L’eroe del doppio scontro è senza dubbio Meriton Korenica, trequartista classe 1996. Il suo potentissimo destro da fuori area che ha annichilito gli avversari nella partita d’andata è una delle più belle reti di quest’estate calcistica. Come se non bastasse poi Korenica ha lasciato la sua firma anche nella gara di ritorno. Insieme a lui il centravanti Albion Rrahmani, che si è diplomato miglior marcatore dei preliminari di Conference League sfiorando addirittura la doppia cifra. Il capitano Edvin Kuc, con esperienze in Repubblica Ceca e Montenegro. Infine il giovane Ermal Krasniqi, anche lui mattatore a livello statistico (2 gol e 3 assist) durante la cavalcata.

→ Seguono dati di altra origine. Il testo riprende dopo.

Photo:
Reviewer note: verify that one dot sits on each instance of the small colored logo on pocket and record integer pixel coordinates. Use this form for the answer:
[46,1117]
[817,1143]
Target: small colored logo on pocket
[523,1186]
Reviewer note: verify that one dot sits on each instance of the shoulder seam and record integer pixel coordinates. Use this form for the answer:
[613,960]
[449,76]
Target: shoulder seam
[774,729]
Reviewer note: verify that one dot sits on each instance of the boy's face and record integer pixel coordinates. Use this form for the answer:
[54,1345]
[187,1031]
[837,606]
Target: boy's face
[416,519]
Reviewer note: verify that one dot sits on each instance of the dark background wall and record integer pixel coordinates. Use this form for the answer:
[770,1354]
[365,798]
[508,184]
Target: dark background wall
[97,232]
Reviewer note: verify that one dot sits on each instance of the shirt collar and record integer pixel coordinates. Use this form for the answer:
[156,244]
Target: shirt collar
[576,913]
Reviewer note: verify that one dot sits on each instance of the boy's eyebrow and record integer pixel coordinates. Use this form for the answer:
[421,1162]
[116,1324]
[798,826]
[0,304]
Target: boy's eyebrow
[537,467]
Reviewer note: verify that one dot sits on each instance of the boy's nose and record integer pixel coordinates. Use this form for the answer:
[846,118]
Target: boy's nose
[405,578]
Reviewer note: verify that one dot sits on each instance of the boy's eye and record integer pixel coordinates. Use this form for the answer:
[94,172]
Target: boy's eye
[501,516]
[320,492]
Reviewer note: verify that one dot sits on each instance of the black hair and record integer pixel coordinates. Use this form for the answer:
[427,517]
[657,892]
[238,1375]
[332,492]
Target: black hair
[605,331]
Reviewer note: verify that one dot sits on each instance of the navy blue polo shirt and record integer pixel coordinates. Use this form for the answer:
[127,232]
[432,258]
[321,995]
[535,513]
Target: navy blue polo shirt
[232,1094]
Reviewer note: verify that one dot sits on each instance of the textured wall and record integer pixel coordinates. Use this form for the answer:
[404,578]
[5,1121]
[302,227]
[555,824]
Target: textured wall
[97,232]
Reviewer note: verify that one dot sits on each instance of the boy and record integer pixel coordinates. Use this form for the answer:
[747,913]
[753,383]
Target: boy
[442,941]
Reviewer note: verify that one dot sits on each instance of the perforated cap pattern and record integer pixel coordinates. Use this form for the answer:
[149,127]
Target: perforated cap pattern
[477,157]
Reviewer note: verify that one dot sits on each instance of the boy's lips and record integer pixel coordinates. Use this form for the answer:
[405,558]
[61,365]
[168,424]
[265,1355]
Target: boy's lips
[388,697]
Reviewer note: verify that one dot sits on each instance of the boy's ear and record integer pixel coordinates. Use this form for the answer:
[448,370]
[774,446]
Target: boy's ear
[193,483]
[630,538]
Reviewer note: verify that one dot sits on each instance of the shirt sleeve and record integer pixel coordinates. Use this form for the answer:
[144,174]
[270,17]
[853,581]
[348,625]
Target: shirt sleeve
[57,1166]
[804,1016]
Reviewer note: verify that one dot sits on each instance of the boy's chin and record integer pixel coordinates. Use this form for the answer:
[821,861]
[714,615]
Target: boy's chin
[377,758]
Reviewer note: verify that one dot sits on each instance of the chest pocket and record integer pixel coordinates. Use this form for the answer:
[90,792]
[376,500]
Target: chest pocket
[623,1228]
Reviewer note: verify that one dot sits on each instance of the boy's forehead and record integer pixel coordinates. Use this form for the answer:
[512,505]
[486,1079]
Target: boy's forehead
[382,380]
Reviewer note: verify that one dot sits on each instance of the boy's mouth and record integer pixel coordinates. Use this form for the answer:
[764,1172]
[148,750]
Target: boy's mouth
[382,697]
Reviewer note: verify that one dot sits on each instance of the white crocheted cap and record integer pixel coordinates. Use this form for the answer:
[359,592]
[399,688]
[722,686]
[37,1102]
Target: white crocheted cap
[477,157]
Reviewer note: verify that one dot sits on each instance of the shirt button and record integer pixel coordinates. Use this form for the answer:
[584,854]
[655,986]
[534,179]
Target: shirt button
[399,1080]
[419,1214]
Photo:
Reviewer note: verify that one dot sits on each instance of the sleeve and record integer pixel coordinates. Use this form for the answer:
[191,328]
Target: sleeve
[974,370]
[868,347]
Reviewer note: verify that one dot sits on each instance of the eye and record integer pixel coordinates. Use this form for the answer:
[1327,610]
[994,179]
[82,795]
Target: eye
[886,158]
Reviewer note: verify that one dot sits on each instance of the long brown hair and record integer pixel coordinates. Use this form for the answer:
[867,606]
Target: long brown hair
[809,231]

Suhareka negli anni della guerra è stata teatro di uno dei più significativi massacri (48 persone, 14 minorenni persero la vita) da parte della polizia serba. Non si può dire lo stesso della storica gara d’esordio contro il Cluj. Troppo piccolo il suo stadio, soltanto 1500 posti, e quindi non a norma per una competizione UEFA. Lo stadio designato è stato quello di Pristina, in cui si giocano anche le partite della nazionale. Simbolicamente, un modo per rappresentare l’intera nazione agli occhi dell’Europa. Per i propri tifosi la società ha comunque predisposto 10 autobus e 1000 biglietti gratis per la frangia più calorosa dei sostenitori. Anche i restanti posti sono stati assegnati a prezzi economici, dai 5 ai 15 euro per i settori popolari. Un modo per stringersi, in un momento così importante, attorno alla propria gente. Per non dimenticare mai da dove si viene.